Poverty Amid Pandemic: The Moral Response to Covid 19

The Rev. Dr. William Barber of the Poor People’s Campaign

 

The video of this speech by Rev. Dr. Barber’s starts about 8 minutes into the video below, but the whole video is well worth watching.

We’re in a moment where hope for our many holy traditions will return to where they began in the first place. I know of Christianity and Islam and Judaism, that these holy traditions began in the midst of oppression. They began in the midst of times when there were bad, narcissistic leaders sitting on the throne who were implementing all kinds of unholy acts against humanity/ These holy traditions were called into being, I believe, by God, to give us moments to remind us of who we are and whose we are and what responsibility we have because of that.

This is not just about personal sanctification–that’s why we do these things in community—every one of the traditions, whether it’s the season of Ramadan or Christianity or Judaism–we do these things in community, and they help save us from idolatry, save us from participating in humankind’s inhumanity towards one another, they call us to another place.

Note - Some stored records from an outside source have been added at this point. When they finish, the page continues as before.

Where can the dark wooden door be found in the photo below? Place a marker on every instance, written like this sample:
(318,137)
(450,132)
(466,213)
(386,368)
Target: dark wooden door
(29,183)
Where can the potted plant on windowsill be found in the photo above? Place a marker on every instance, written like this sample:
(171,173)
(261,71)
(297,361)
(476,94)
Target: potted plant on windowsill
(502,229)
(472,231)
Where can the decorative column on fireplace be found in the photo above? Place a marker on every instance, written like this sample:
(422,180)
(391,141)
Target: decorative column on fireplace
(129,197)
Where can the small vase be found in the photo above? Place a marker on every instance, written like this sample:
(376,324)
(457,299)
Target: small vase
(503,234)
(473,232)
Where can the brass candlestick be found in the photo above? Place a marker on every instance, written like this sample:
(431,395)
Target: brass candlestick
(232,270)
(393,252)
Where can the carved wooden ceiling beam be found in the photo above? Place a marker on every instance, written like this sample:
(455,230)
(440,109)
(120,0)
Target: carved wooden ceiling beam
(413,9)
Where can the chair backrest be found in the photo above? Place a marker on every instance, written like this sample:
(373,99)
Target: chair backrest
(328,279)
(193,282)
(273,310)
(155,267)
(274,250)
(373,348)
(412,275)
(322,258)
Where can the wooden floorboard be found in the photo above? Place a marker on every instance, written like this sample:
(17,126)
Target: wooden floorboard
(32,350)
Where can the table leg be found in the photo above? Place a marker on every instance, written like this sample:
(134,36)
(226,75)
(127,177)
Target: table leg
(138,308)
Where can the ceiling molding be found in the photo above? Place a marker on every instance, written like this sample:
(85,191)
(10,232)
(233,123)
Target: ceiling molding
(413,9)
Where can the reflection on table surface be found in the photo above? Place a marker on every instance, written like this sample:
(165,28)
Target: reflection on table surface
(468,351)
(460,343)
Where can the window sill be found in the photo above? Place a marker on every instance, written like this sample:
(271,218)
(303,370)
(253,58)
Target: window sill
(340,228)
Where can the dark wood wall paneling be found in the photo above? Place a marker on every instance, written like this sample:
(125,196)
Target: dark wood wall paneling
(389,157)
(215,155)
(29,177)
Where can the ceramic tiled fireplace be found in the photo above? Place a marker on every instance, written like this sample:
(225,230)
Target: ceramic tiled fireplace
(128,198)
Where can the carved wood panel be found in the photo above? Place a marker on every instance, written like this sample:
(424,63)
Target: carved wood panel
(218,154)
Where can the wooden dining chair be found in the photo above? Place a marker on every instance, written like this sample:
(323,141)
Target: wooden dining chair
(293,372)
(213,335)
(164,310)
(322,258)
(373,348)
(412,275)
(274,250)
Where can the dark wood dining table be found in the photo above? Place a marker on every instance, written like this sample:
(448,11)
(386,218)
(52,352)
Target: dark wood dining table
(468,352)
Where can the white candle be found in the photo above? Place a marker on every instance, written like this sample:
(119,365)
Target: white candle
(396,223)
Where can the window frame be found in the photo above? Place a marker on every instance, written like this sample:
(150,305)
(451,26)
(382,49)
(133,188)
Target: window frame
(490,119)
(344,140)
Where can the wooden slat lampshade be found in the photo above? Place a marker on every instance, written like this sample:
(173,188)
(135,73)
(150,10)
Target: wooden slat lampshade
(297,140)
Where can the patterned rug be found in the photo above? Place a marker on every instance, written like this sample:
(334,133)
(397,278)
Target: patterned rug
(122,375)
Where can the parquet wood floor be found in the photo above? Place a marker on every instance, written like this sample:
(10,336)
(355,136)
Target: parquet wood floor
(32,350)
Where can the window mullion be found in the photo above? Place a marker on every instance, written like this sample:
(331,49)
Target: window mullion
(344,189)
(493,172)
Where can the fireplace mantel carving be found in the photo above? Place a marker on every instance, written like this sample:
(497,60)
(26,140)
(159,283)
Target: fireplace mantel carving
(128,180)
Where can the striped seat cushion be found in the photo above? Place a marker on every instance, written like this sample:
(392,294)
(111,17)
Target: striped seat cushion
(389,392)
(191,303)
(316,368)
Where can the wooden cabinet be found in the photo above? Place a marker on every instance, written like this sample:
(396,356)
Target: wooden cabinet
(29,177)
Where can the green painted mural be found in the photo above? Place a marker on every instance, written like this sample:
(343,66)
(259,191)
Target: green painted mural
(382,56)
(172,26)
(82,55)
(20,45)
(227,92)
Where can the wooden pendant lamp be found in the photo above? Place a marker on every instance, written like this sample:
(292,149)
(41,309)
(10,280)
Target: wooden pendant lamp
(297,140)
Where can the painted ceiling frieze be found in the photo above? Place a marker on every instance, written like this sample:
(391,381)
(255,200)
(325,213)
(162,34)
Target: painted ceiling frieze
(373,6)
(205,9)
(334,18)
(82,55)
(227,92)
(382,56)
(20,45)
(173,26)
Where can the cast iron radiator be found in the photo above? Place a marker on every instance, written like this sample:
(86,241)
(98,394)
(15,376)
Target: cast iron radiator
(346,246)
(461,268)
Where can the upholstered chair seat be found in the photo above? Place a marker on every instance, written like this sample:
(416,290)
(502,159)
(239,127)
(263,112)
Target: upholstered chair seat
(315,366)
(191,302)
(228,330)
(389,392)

In these White House briefings, we are seeing not just misinformation but public idolatry and political self-worship in the midst of holy seasons. But perhaps these holy seasons prevent us from being bewitched, if you will, and remind us that there is a power greater than the powers that we see on TV, and that power calls us to be about love and justice rather than truth, lies, and injustice.

[This is true of all of these traditions]: whether it’s Passover, which remind us of those poor Hebrew people who were under oppression and slavery, or whether it’s Ramadan, when through fasting we put ourselves in the position of those who don’t have and don’t eat, or whether it’s the holy season of Easter that reminds us that Jesus during Holy Week was very clear, that when he went into the Temple, he overturned the politics of greed. He healed everybody, gave them universal health care.  He was challenging the hypocracy of claiming to be religious on the one hand but engaged in policy injustice on the other. And in his almost last sermon he talked about how every nation, not just every individual but every nation, is going to be judged and it’s going to be by how you treat the least of these.

And even in the crucifixion, he wasn’t just crucified for personal salvation, but he was crucified as a revolutionary. He was crucified for loving,  crucified for telling the truth, crucified for caring for the prisoner, crucified for not bowing down to narcissism, But that crucifixion also brought other people alive and pointed to a resurrection, which promises us that even if we have to suffer for right, ultimately that suffering is worth it, so that even in the midst of it, we may be sanctified by the call to revolution. 

War and economic turndown, we still chose not to see, and we chose not to hear the cries of the poor.  But maybe in this moment, when all our lives are at stake to some degree, when one touch can infect a president or a prince or a pauper, a sanitation worker or a  secretary of state–it really doesn’t matter. Maybe in this moment we can hear, maybe in this moment we can see. 

And if everybody can’t see and hear. maybe those of us who have sometimes committed the sin of taking our faith inside our temples or inside our mosques or inside our congregations alone will be in halls of Congress again.

And we will decide because we are people sanctified by the holy traditions and the Holy God, we will raise holy ruckus until the poor and the least of these are cared for. Maybe this season we will see it is time to repent of any apathy we’ve had. Maybe it’s time to realize that there are things we must fight for–we can never settle for less.